In Judaism a candle is lit on the anniversary and burns until it burns out. Yahrzeit candles burn for 24 full hours but since LW isn’t Jewish you can do it with any candle and I personally find it to be a very cathartic ritual. — @HurricaneMomo

Some cultures/religions have a type of memorial service at specific points after death, 40 days, 1 year, etc. Have a memorial service and invite those close to you to participate. You can even just have it in your home. — @MirjanaBalta

Final note: You say “I need to mourn” but I thought @CleverWhatever was very wise to point out, “You’re already mourning. You have been mourning. We’re enculturated to think that grief is only legible when it happens in prescribed ways.
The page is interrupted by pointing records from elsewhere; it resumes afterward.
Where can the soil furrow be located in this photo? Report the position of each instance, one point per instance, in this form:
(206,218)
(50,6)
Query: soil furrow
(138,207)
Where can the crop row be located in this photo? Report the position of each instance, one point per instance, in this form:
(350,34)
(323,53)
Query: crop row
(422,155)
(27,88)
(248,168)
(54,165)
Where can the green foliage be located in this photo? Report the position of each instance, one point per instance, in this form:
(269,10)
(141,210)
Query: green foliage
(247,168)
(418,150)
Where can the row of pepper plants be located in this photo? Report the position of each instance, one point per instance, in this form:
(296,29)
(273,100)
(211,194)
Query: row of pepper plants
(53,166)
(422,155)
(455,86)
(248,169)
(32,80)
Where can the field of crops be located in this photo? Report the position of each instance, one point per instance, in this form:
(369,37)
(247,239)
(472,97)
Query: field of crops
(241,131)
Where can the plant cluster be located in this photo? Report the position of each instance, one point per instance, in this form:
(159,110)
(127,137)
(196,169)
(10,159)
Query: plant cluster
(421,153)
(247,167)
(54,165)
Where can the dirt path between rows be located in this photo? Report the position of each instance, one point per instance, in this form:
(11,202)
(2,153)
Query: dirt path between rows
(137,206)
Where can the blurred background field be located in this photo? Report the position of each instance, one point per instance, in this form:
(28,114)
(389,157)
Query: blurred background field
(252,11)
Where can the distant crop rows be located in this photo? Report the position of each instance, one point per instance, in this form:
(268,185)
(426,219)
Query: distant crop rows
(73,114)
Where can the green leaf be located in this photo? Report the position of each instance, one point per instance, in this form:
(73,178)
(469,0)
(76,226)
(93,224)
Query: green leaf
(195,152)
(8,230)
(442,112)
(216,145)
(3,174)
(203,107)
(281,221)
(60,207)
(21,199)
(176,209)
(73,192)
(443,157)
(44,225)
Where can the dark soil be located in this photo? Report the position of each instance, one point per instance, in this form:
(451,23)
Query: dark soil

But your grief is now and has been and will continue to be valid.” So don’t feel as if you’ve wasted the past few years or somehow fallen behind. Also, someone who replied privately encouraged me to remind you that there may have been a very practical reason for the short obit. Those things can be expensive. Like really expensive. So the two-sentence one your mom and sister put together wasn’t necessarily a decision based in a shortage of care or respect. That said, if it wasn’t enough for you, that’s totally valid, and I hope you feel empowered to honor your dad’s memory now, a year from now, and for many years in the future.